Scientists say two NASA space telescopes have observed a giant black hole in the act of belching out a giant flare of X-rays, providing insight into the behaviors of the mysterious cosmic objects.

While it is generally said that nothing, even light, can escape the enormously powerful gravity of a black hole, interesting phenomena such as flares can be triggered by a black hole in the regions around it.

Disks of hot, glowing material can exist in that region outside a black hole's "point of no return," known as its event horizon. As the black hole's gravity pulls gas into the region, the material heats up and shines in different wavelengths of light. 

Also found near black holes are coronas, made up of high-energy particles that can generate X-ray light.

Supermassive black holes apparently can send out huge flares of X-ray light when those coronas are ejected and are launched away at nearly 20 percent the speed of light, scientists explain.

Two NASA space observatories, Swift and NuSTAR, caught such a flare being emitted from a supermassive black hole known as Mrk 335, about 324 million light years from Earth.
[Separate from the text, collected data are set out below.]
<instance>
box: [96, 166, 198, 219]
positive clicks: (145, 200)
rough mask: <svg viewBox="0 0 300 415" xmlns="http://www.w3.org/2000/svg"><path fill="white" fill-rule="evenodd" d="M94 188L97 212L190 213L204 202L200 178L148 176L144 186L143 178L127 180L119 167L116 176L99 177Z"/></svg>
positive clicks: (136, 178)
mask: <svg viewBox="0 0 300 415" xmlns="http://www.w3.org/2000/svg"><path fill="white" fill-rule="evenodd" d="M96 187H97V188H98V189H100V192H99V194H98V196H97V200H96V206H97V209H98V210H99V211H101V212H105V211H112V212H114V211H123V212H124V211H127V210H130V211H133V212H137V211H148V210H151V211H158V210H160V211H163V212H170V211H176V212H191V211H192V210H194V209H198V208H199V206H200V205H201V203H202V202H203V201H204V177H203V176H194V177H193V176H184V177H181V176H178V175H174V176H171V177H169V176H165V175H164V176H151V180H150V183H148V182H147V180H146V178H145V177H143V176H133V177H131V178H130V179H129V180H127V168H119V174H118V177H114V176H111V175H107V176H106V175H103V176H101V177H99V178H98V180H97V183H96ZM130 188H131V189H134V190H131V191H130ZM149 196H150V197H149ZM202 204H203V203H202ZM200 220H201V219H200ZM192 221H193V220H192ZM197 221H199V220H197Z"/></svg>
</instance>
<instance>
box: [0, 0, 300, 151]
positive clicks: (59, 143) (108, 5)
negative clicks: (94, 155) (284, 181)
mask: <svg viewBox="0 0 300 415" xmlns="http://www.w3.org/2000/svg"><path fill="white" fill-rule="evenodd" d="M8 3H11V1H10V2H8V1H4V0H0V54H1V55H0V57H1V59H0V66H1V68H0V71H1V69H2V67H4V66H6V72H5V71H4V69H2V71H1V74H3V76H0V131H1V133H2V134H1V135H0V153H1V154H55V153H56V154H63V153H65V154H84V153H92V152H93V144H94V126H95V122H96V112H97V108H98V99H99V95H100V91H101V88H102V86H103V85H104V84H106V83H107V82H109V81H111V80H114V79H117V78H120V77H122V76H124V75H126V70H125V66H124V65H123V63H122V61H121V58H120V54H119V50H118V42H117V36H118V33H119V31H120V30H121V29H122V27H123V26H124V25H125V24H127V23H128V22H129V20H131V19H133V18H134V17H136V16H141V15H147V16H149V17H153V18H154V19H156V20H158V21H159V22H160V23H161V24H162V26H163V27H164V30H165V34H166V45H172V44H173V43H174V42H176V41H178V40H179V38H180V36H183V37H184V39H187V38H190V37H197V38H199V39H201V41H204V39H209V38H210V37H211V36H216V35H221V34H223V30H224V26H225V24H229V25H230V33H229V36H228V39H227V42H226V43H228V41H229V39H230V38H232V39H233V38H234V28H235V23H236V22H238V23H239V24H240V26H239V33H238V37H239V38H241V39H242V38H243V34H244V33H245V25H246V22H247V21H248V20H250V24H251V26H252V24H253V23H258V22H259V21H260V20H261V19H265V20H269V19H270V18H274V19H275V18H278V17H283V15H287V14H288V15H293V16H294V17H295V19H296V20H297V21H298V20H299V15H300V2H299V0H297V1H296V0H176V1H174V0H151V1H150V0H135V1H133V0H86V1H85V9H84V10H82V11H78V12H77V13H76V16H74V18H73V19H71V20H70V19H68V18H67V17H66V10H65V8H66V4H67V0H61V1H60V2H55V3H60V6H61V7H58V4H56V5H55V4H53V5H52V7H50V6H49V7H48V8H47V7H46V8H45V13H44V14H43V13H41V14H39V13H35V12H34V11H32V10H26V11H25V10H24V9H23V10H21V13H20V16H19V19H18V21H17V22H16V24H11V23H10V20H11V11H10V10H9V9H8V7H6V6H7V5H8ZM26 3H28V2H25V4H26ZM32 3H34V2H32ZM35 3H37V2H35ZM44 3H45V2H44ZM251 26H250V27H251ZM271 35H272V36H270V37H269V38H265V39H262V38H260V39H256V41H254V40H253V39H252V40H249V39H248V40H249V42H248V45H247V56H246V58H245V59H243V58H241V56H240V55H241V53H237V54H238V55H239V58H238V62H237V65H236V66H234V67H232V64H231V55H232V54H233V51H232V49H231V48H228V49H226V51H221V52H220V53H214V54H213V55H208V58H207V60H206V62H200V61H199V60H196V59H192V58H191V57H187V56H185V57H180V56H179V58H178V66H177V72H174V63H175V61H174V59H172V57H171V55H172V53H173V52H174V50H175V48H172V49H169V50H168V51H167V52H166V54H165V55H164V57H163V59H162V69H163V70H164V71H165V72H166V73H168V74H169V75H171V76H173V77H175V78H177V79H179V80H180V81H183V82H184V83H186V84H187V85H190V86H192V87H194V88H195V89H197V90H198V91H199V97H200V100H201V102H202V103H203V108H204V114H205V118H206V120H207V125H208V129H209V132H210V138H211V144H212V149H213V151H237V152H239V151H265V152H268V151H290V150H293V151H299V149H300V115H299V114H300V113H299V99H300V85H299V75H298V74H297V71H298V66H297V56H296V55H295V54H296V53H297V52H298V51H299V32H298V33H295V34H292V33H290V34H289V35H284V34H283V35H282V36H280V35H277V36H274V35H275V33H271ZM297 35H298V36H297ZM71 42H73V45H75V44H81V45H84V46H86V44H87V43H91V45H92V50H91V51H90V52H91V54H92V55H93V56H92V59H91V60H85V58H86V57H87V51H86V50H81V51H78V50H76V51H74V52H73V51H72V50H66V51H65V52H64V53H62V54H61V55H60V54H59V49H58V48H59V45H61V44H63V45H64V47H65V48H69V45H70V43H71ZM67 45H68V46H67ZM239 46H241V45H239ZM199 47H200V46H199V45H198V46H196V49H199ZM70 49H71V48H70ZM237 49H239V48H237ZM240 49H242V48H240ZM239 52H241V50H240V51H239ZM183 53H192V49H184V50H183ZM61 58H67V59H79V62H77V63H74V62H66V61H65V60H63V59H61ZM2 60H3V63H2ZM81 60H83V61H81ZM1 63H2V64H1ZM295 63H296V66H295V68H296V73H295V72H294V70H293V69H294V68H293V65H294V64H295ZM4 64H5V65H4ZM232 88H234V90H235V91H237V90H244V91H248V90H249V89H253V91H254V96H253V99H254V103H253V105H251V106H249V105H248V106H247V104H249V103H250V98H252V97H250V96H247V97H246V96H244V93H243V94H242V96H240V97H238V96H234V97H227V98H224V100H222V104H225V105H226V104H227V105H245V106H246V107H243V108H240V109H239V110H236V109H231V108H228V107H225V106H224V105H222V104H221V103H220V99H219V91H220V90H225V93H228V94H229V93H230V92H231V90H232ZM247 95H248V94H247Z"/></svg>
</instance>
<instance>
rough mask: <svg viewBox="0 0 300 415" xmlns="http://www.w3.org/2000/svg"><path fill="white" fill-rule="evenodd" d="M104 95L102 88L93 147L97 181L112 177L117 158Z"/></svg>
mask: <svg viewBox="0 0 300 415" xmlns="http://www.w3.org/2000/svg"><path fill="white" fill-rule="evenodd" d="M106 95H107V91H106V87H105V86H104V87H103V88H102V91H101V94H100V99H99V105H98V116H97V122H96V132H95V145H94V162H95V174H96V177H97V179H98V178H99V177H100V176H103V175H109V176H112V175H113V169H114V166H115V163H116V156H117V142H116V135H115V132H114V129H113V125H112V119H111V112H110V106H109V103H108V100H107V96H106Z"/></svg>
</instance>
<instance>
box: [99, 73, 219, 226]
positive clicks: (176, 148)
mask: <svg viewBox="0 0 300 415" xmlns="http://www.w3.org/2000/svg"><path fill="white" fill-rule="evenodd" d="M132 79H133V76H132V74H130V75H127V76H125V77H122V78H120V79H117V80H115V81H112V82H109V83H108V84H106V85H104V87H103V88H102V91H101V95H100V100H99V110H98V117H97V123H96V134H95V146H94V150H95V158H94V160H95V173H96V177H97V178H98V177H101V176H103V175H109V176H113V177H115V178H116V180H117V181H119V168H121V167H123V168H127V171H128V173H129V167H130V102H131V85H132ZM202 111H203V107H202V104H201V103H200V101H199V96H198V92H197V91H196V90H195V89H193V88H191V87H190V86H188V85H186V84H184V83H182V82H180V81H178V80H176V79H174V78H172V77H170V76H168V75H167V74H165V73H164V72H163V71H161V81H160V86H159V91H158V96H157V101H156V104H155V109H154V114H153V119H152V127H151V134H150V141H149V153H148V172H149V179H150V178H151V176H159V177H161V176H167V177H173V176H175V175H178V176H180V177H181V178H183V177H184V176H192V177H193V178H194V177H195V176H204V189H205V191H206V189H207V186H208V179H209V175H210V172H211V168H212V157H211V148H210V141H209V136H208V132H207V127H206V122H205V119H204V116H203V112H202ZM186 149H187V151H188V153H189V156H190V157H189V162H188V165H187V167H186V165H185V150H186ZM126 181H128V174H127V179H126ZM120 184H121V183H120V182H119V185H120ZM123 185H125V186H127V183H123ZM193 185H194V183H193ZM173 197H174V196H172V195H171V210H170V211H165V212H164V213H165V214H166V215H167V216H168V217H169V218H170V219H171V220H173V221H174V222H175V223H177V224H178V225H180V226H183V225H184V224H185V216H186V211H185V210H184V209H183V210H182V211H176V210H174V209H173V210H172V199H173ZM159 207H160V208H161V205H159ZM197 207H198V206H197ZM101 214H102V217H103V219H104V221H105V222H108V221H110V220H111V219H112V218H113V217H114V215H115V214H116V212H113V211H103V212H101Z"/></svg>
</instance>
"This is the first time we have been able to link the launching of the corona to a flare," says Dan Wilkins at Saint Mary's University in Halifax, Canada.
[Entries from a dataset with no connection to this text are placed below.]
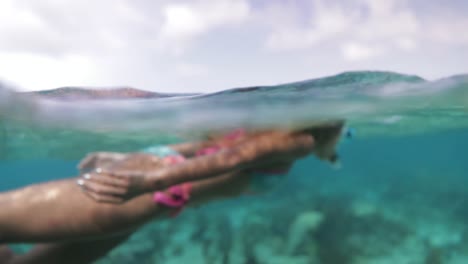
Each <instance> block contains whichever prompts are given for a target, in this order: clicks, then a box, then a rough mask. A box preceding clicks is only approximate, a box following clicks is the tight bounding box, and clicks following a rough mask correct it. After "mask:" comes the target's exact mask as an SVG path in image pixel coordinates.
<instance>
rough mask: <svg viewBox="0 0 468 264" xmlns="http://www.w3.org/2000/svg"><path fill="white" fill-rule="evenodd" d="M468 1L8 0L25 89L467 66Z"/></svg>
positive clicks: (203, 91)
mask: <svg viewBox="0 0 468 264" xmlns="http://www.w3.org/2000/svg"><path fill="white" fill-rule="evenodd" d="M467 31H468V1H465V0H446V1H442V0H440V1H437V0H432V1H430V0H413V1H410V0H344V1H335V0H296V1H293V0H291V1H288V0H187V1H182V0H181V1H178V0H99V1H96V0H79V1H77V0H0V79H1V80H4V81H7V82H9V83H11V84H14V85H16V87H18V89H21V90H39V89H50V88H56V87H60V86H71V85H73V86H75V85H79V86H93V87H108V86H120V85H128V86H133V87H137V88H141V89H146V90H154V91H162V92H212V91H217V90H222V89H227V88H233V87H242V86H252V85H269V84H278V83H284V82H290V81H298V80H303V79H310V78H315V77H321V76H325V75H331V74H336V73H339V72H342V71H348V70H368V69H371V70H390V71H397V72H402V73H410V74H418V75H420V76H422V77H425V78H428V79H436V78H440V77H444V76H448V75H452V74H458V73H468V63H467V61H468V33H467Z"/></svg>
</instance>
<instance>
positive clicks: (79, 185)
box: [76, 179, 84, 191]
mask: <svg viewBox="0 0 468 264" xmlns="http://www.w3.org/2000/svg"><path fill="white" fill-rule="evenodd" d="M76 184H77V185H78V186H80V188H81V190H83V191H84V180H83V179H78V180H76Z"/></svg>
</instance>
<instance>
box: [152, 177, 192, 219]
mask: <svg viewBox="0 0 468 264" xmlns="http://www.w3.org/2000/svg"><path fill="white" fill-rule="evenodd" d="M191 191H192V184H190V183H182V184H179V185H175V186H172V187H170V188H169V189H167V191H165V192H155V193H154V195H153V201H154V202H155V203H156V204H162V205H165V206H167V207H171V208H175V209H177V210H176V211H174V212H173V213H171V216H172V217H175V216H177V215H179V214H180V212H181V211H182V210H183V209H184V207H185V205H186V204H187V203H188V201H189V200H190V193H191Z"/></svg>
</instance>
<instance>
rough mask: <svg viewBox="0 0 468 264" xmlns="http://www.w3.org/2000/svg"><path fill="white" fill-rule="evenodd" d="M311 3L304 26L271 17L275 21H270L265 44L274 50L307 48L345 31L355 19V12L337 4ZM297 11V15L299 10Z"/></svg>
mask: <svg viewBox="0 0 468 264" xmlns="http://www.w3.org/2000/svg"><path fill="white" fill-rule="evenodd" d="M313 3H314V5H313V9H312V11H313V14H312V15H311V16H310V17H311V18H310V20H309V21H307V22H306V25H305V26H300V23H299V22H296V23H294V22H293V23H291V22H289V24H288V23H286V24H285V23H284V21H282V20H276V18H271V19H272V20H274V21H275V22H273V23H272V25H273V29H272V33H271V34H270V36H269V37H268V39H267V42H266V46H267V47H268V48H269V49H271V50H274V51H278V50H290V49H297V48H307V47H310V46H312V45H315V44H318V43H320V42H322V41H325V40H328V39H330V38H334V37H336V36H337V35H339V34H341V33H342V32H345V31H346V30H347V29H348V27H349V26H350V24H351V23H352V21H353V20H354V19H355V17H354V15H356V14H355V13H353V12H351V13H350V12H347V11H346V10H345V9H344V8H342V7H340V6H338V5H329V6H327V5H324V4H323V3H322V2H321V1H314V2H313ZM297 8H300V7H297ZM297 13H298V16H299V13H300V12H299V11H297Z"/></svg>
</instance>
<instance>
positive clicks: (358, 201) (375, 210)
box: [351, 200, 377, 217]
mask: <svg viewBox="0 0 468 264" xmlns="http://www.w3.org/2000/svg"><path fill="white" fill-rule="evenodd" d="M351 212H352V214H353V215H354V216H356V217H365V216H369V215H372V214H375V213H376V212H377V207H376V205H375V204H373V203H371V202H368V201H363V200H356V201H354V202H353V203H352V204H351Z"/></svg>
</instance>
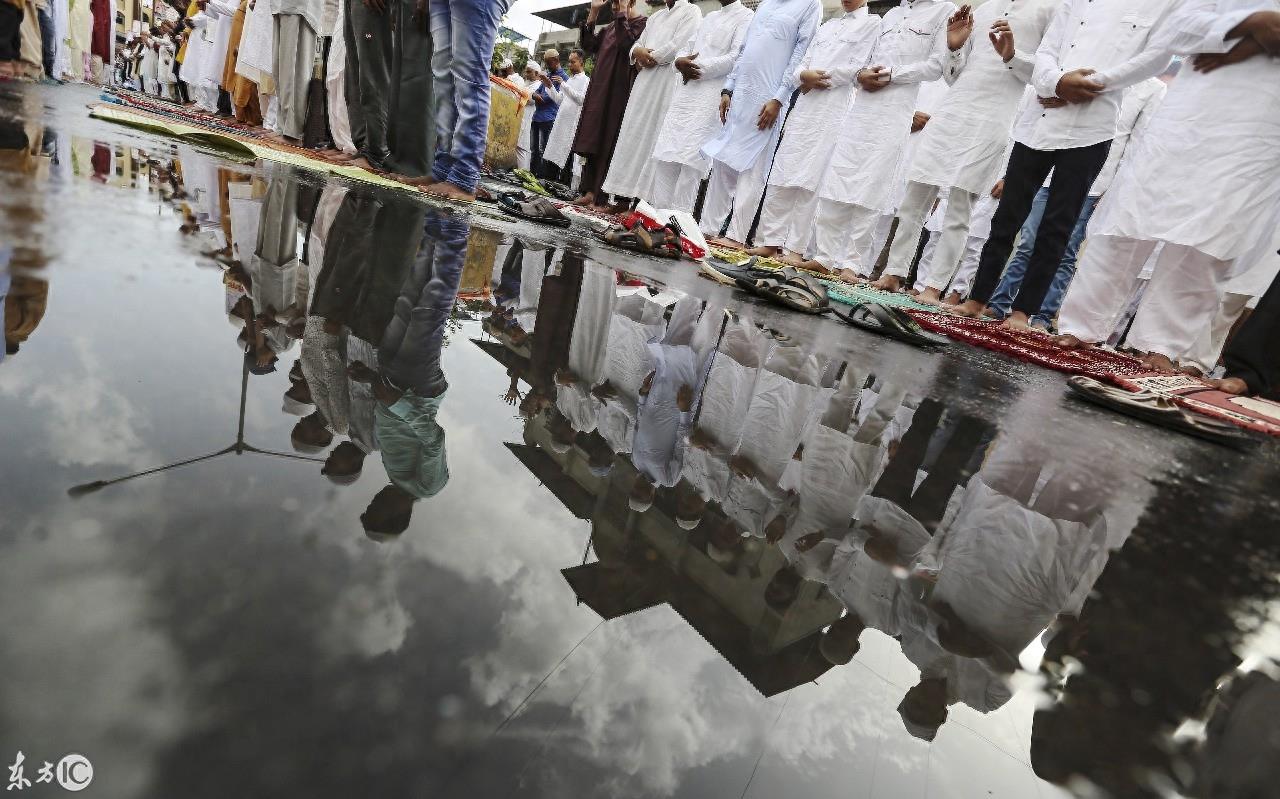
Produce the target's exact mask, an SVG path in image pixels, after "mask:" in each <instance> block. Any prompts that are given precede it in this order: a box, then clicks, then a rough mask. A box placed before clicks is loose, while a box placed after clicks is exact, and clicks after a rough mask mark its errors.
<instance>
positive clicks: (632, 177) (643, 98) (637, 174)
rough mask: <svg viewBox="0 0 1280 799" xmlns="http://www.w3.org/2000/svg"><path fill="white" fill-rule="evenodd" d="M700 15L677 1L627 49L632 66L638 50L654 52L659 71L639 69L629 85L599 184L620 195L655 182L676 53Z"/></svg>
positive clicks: (684, 1) (689, 33)
mask: <svg viewBox="0 0 1280 799" xmlns="http://www.w3.org/2000/svg"><path fill="white" fill-rule="evenodd" d="M701 19H703V12H701V9H699V8H698V6H696V5H692V4H691V3H689V0H676V3H675V4H673V5H672V6H671V8H663V9H662V10H659V12H658V13H655V14H654V15H653V17H650V18H649V22H648V23H645V27H644V33H641V35H640V38H639V40H637V41H636V44H635V45H632V46H631V63H632V64H635V51H636V50H637V49H640V47H644V49H646V50H649V51H650V52H652V54H653V58H654V60H655V61H658V65H657V67H653V68H648V69H641V70H640V74H639V76H636V79H635V83H632V86H631V97H630V99H628V100H627V110H626V113H625V114H623V115H622V128H621V129H620V131H618V143H617V147H616V149H614V150H613V160H612V161H611V163H609V174H608V175H607V177H605V178H604V183H602V184H600V188H603V190H604V191H605V192H608V193H611V195H618V196H621V197H643V196H645V195H648V193H649V187H650V184H652V183H653V157H652V156H653V145H654V142H655V141H658V132H659V129H660V128H662V124H663V122H664V120H666V118H667V106H668V105H669V102H671V92H672V91H673V90H675V88H676V82H677V81H678V79H680V73H677V72H676V70H675V69H673V68H672V67H671V64H672V61H675V60H676V55H678V54H680V49H681V47H682V46H684V45H685V44H686V42H687V41H689V40H690V37H692V36H694V35H695V33H696V32H698V23H700V22H701Z"/></svg>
"This will help us understand how supermassive black holes power some of the brightest objects in the universe," says Wilkins, lead author of a study appearing in the Monthly Notices of the Royal Astronomical Society.
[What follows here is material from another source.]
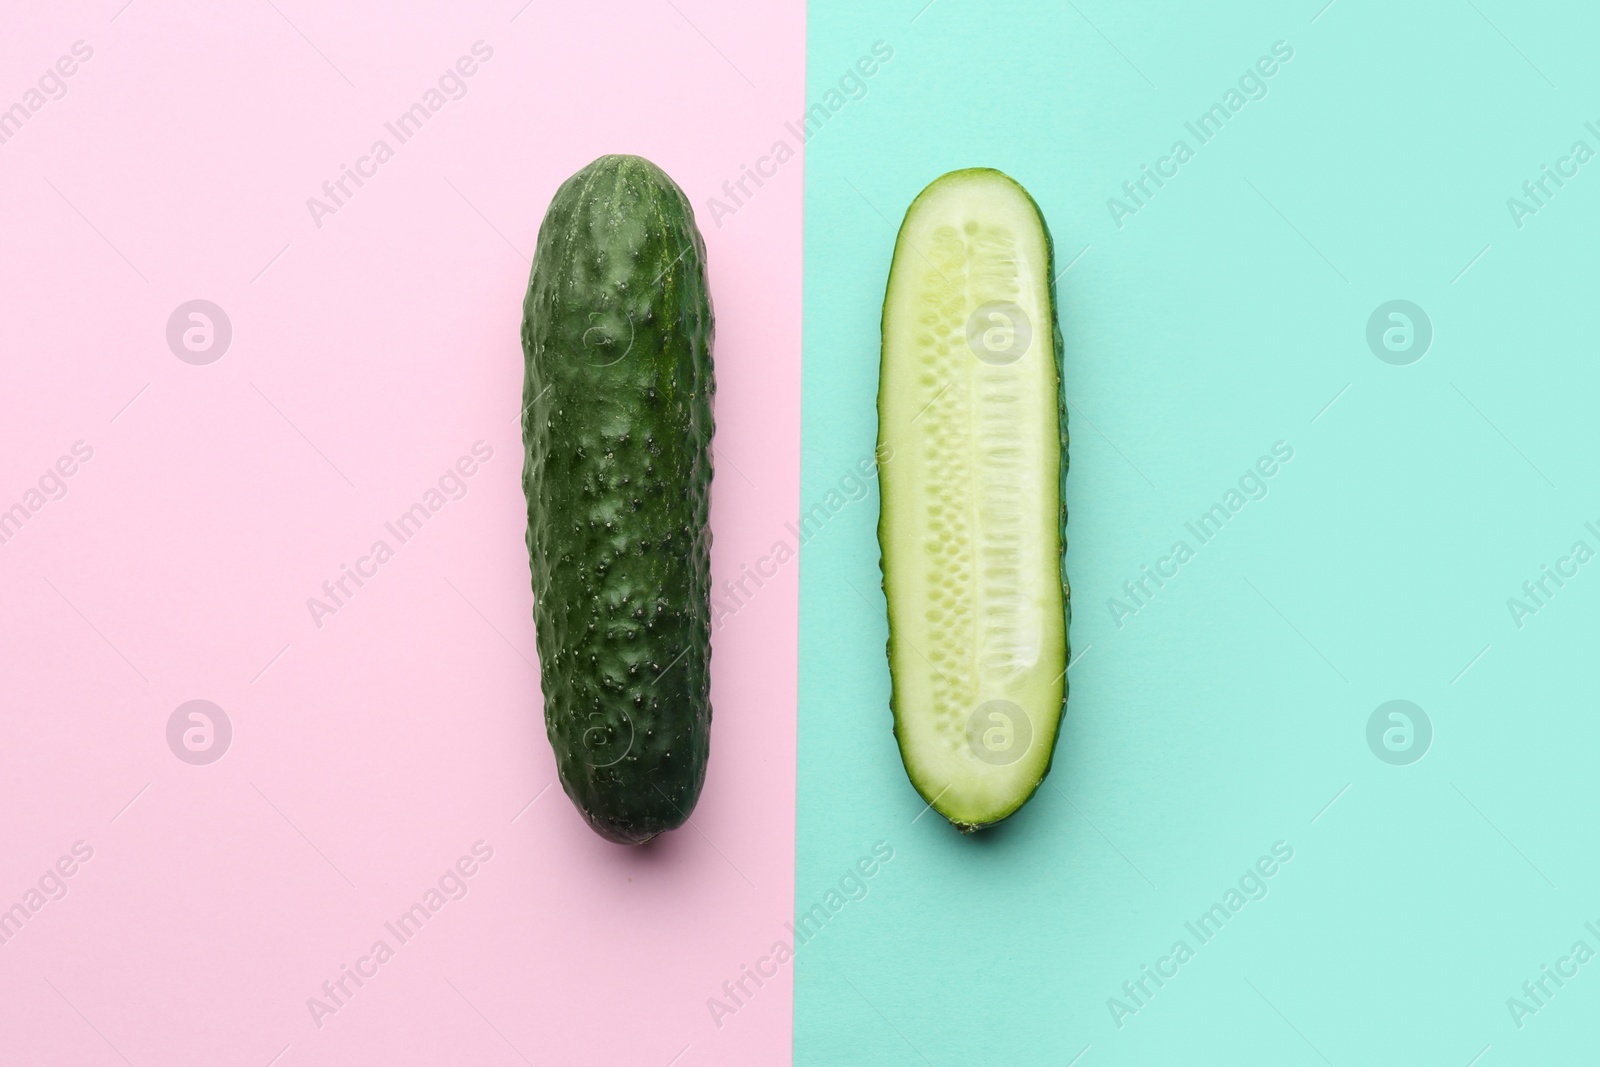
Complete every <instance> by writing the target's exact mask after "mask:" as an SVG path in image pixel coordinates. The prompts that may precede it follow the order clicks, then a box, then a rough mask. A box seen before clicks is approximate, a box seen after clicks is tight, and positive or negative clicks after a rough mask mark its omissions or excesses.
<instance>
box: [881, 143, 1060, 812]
mask: <svg viewBox="0 0 1600 1067" xmlns="http://www.w3.org/2000/svg"><path fill="white" fill-rule="evenodd" d="M968 174H997V176H1000V178H1003V179H1005V181H1008V182H1011V184H1013V186H1016V189H1018V190H1021V194H1022V195H1024V197H1027V202H1029V203H1030V205H1032V208H1034V214H1035V216H1037V218H1038V229H1040V232H1042V234H1043V235H1045V270H1046V274H1048V277H1050V290H1048V291H1050V336H1051V347H1053V355H1054V360H1056V408H1058V418H1059V422H1061V490H1059V496H1061V566H1059V573H1061V606H1062V613H1064V616H1066V619H1064V627H1062V633H1064V637H1066V648H1064V649H1062V664H1070V662H1072V585H1070V584H1069V581H1067V467H1069V466H1070V453H1069V434H1067V386H1066V371H1064V366H1066V349H1064V342H1062V336H1061V314H1059V307H1061V299H1059V296H1058V286H1056V243H1054V238H1053V237H1051V234H1050V224H1048V222H1046V221H1045V213H1043V211H1042V210H1040V206H1038V202H1037V200H1034V195H1032V194H1030V192H1029V190H1027V189H1026V187H1024V186H1022V184H1021V182H1019V181H1016V179H1014V178H1011V176H1010V174H1006V173H1005V171H1000V170H995V168H992V166H970V168H963V170H955V171H949V173H946V174H941V176H939V178H936V179H933V181H931V182H928V186H926V187H925V189H923V190H922V192H920V194H917V197H915V198H914V200H912V202H910V206H907V208H906V218H904V219H901V226H899V230H898V232H896V235H894V254H893V258H891V259H890V282H891V280H893V277H894V264H896V262H899V256H901V246H902V243H904V242H906V227H907V224H909V222H910V218H912V214H914V211H915V210H917V205H918V203H920V202H922V198H923V197H926V195H930V194H931V192H933V190H934V189H936V187H938V186H939V184H941V182H944V181H947V179H958V178H963V176H968ZM886 291H888V282H886V283H885V293H886ZM886 318H888V301H886V299H885V302H883V314H882V315H880V318H878V336H880V357H878V368H880V382H878V440H877V454H878V456H880V458H882V456H885V454H893V450H891V446H890V443H888V442H886V440H885V438H883V418H882V416H883V382H882V366H883V360H882V346H883V344H886V342H888V330H886ZM882 478H883V474H882V467H880V470H878V485H880V493H878V499H880V510H878V589H882V590H883V597H885V601H886V600H888V585H886V584H885V582H886V571H885V558H883V545H885V542H886V539H888V528H886V512H885V510H883V509H882ZM888 630H890V632H888V641H886V643H885V653H886V656H888V662H890V664H891V667H893V664H894V622H893V616H890V627H888ZM1070 688H1072V683H1070V680H1069V678H1067V675H1066V673H1062V675H1061V712H1059V715H1058V721H1056V733H1054V739H1053V741H1051V745H1050V758H1048V760H1046V763H1045V769H1043V771H1042V773H1040V776H1038V781H1037V782H1034V787H1032V789H1030V790H1027V793H1024V795H1022V797H1021V798H1019V800H1018V801H1016V805H1013V806H1011V808H1008V809H1005V811H1002V813H1000V814H998V816H995V817H994V819H992V821H989V822H962V821H958V819H954V817H950V816H949V813H946V811H942V809H941V808H939V803H938V801H939V797H938V795H936V793H934V795H930V793H928V790H925V789H923V787H922V785H918V784H917V779H915V777H914V776H910V774H907V779H909V781H910V784H912V789H915V790H917V795H918V797H922V798H923V800H925V801H926V803H928V806H930V808H933V809H934V811H938V813H939V814H941V816H944V817H946V819H947V821H949V822H950V825H954V827H955V829H957V830H960V832H962V833H974V832H978V830H981V829H984V827H989V825H994V824H995V822H1000V821H1002V819H1006V817H1010V816H1013V814H1016V811H1019V809H1021V808H1022V805H1026V803H1027V801H1029V800H1032V797H1034V793H1037V792H1038V789H1040V785H1043V784H1045V779H1046V777H1050V771H1051V768H1053V766H1054V763H1056V750H1058V747H1059V745H1061V733H1062V726H1064V725H1066V717H1067V694H1069V691H1070ZM890 712H891V715H893V723H894V726H893V733H894V744H896V745H898V747H899V750H901V761H902V763H904V765H907V766H909V760H907V752H906V742H904V737H902V736H901V707H899V702H898V694H896V686H894V670H893V669H891V670H890Z"/></svg>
Astronomers have long known about the coronas, but what causes their ejection from around a black hole is unclear, and they say they have yet to completely understand how they form and exactly what they look like.

Two possible configurations seem most likely, they say; a "lamppost" model where the coronas are compact sources of X-ray light that sit both above and below a black hole, aligned with its rotational axis, and a "sandwich" model where the coronas are more spread out and surround the black hole like slices of bread with a filling - the black hole's disk of surrounding material - in between.

The data from Swift and NuSTAR supports the "lamppost" model, researchers say, and is strong evidence of the ejection and the eventual collapse of Mrk 335's corona.

"The nature of the energetic source of X-rays we call the corona is mysterious, but now with the ability to see dramatic changes like this we are getting clues about its size and structure," says Fiona Harrison, NuSTAR principal investigator at the California Institute of Technology in Pasadena, Calif., who was not involved in the published study.